Woburn Safari Park criticised over 'crowded' lion pen
A safari park has been criticised by government vets for keeping lions in a "very crowded" overnight pen for 18 hours a day over the winter.
Woburn Safari Park, which is building a new lion house due to open this summer, was inspected by officials from Defra in January following complaints.
A report says the "inadequate" building was "structurally unsound" but praises the Bedfordshire park for other pens.
Woburn Safari Park said lions were free to move within 10 linked pens.
The inspection was carried out by Defra and officers from Central Bedfordshire Council, the zoo's licensing authority, following concerns from a former worker.
It was followed up by a second visit in February and a further inspection earlier this month.
Reports on the latest findings, on 10 and 11 June, are yet to be published.
Sea lion discomfort
The park was also issued with a prohibition notice by the council in April to improve fences enclosing bull elephant Raja because of a "real and present likelihood of escape".
The notice was withdrawn the following day when the council acknowledged its conditions were being met, the park said.
It also said it had removed its sea lions to a facility with sea water, after an internal report in May last year discovered the chlorinated water in its own enclosure was causing eye discomfort.
The report on lions, which was compiled in January, said: "There were clear signs of fighting between the animals; the overnight house was inadequate in space provision and facilities for the animals, structurally unsound and unsafe to operate."
It found that staff going near the enclosure were armed with a shotgun in case the building deteriorated and the animals escaped.
"The lions were confined in the winter season for unreasonable lengths of time," it added.

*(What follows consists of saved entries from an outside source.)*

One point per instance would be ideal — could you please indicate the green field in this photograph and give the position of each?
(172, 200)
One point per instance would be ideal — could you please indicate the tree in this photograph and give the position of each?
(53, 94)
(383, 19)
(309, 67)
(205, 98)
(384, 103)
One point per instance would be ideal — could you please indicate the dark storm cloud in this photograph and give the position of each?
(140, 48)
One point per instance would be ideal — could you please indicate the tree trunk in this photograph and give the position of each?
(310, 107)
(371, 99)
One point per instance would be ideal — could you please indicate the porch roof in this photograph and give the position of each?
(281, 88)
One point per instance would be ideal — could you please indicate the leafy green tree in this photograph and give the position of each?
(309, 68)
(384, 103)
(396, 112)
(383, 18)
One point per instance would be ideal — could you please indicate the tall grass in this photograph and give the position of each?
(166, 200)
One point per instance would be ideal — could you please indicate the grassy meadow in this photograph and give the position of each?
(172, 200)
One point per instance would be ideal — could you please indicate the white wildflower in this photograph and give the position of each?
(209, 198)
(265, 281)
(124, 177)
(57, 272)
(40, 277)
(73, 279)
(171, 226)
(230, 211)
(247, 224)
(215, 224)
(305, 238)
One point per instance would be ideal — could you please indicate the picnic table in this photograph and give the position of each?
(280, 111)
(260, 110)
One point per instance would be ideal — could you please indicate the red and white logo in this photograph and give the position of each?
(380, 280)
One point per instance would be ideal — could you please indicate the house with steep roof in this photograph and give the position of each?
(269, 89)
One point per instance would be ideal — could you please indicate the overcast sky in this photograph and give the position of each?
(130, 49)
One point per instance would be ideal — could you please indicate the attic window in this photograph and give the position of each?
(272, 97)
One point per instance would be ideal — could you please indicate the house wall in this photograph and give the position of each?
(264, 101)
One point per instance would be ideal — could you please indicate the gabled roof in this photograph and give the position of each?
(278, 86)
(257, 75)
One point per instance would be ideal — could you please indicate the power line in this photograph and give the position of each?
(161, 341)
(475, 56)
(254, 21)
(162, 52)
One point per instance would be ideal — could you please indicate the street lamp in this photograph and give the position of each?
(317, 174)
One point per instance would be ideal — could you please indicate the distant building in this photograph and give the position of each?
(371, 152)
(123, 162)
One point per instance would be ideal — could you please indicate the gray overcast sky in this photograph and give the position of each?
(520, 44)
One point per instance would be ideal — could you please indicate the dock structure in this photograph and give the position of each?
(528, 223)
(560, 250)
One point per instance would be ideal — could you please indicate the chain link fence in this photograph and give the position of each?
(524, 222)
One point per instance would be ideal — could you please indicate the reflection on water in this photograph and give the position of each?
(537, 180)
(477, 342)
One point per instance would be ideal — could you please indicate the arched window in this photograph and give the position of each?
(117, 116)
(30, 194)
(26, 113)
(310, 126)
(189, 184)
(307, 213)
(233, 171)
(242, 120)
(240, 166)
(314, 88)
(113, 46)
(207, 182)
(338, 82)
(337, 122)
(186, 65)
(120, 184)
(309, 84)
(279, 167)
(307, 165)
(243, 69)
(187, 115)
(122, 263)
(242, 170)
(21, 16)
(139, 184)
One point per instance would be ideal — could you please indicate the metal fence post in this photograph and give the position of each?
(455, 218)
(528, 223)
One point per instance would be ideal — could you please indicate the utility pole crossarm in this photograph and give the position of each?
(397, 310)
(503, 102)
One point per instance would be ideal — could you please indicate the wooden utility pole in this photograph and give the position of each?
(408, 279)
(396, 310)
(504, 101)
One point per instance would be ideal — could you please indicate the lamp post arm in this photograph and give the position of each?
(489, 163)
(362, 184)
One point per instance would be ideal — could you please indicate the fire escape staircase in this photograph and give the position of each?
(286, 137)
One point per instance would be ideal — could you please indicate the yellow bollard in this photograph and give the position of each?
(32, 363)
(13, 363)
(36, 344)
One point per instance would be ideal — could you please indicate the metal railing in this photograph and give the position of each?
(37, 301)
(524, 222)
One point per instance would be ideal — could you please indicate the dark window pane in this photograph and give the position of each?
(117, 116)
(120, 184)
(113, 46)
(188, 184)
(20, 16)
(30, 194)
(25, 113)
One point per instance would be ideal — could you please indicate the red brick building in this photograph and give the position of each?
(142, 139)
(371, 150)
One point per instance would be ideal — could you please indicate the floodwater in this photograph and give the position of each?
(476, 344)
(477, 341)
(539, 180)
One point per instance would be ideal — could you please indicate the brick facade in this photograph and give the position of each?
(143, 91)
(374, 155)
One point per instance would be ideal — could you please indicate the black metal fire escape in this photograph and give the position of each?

"However, it was clear that the Woburn management were acting to improve the situation."
The report also stated that safari park staff should acknowledge problems of fighting between the lions and discuss ways to improve harmony, which may include moving animals or even euthanasia.
The inspectors concluded that the new enclosure did "not come close" to meeting the standards of the World Association of Zoos and Aquariums (WAZA) in terms of space, but it would give lions access to an outside run.
"The inspectors were greatly impressed by several other new animal houses at Woburn and would hope that the new lion house will be as successful," the report concluded.
"It is for this reason that we advise the management to accept this report and review the design and management of the new accommodation accordingly."
A spokesman for Woburn Safari Park said: "The new overnight facility will be bigger than most zoo facilities for lions and the existing day-time facility is bigger than most UK zoos in their entirety."
He added that Defra inspectors had "misunderstood" that the 10 pens within the existing lion house were completely interconnectable, allowing animals to move between them.
"Housing animals in buildings overnight is routine practice in all zoos for essential management, security and welfare reasons," he said.
Craig Redmond, campaigns director at the Captive Animals' Protection Society (CAPS) said the evidence it had seen was "the most shocking scenario at a UK zoo".
"We are calling for the local council, Defra and zoo trade bodies to carry out an urgent enquiry into how these conditions were allowed to continue for a long period of time, without action being taken earlier or zoo inspectors made aware."
The council said it was awaiting detailed reports from the vets before licensing conditions are updated.